"What was your name then, if not Lord Glisfoyle?" she broke in.

"Ferdinand Carbonnell, the younger son of my late father."

"Ferdinand Carbonnell! Ah, then——" the sentence remained unfinished, and I stood in silence watching her and waiting for the conclusion. I could guess her thought.

"Ferdinand Carbonnell is a well-known Carlist leader, Lord Glisfoyle," and she spoke in a tone that augured but ill for my success.

"And for that Carlist leader I was mistaken, your Majesty, and working through that strange mistake, Providence enabled me to rescue your son from a far worse fate than that which any Carlist ever designed. In following this strange double career I carried my life in my hands, risking misunderstanding at the hands of your Majesty's agents, and putting my life to the hazard of any Carlist discovery of my real character."

"You cannot doubt him, mother," cried the King, protestingly.

"You have said too much or too little, my lord. I beg you to speak frankly."

"I would ask your Majesty by whose advice it was that your son came to be in such a case as made this attempt possible?" I said; and the question went home, for she started quickly.

"By the advice of my Ministers, who felt that our confidence in the people should be shown in a way which all could see for themselves. Do you propose to arraign my Government on a charge of treason?"

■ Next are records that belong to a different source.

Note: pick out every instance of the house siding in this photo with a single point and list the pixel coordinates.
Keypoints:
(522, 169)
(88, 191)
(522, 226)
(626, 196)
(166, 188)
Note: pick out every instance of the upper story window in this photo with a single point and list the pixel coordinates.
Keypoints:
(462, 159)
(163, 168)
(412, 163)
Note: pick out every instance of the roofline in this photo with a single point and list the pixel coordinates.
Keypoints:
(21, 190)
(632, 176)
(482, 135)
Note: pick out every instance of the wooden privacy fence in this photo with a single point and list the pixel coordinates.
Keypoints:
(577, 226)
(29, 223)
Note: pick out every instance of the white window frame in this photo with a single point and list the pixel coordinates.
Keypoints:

"I do not arraign your Government as a whole, your Majesty; but what if it were proved to you that one of them, discontented with his present power and influence, great though they be, had aimed to make them greater; had thought that under the Republican form of Government there were wider scope for his ambition; and had planned, therefore, a double stroke of policy—say, for instance, the removal of your son from the Throne, using the Carlists for his purpose, and at the same time preparing to crush their power when he had used them, employing the very pretext of the plot as the cause of his drastic measures of repression? What if there be a man in your confidence who designed to overthrow the Monarchy, and climb on the ruins of the Throne to the place of supreme power in the country as President of a Republic to be proclaimed? What if these plans were all laid and settled in every detail; and yet made with such consummate skill and shrewdness, that even the crumbling of the corner-stone—this attempt on His Majesty—still left him higher, firmer, and stronger in position and influence than ever? What if the subtle organisation by which this Carlist rising has been crushed almost in a day was the outcome, not of a desire to save His Majesty's throne from attack, but of an intention to break down what—should the Monarchy be no longer in existence—would have been the one remaining possible obstacle to this man's success? Would your Majesty say that these Carlists or the arch-plotter were the more to be feared, the more culpable, the more dangerous?"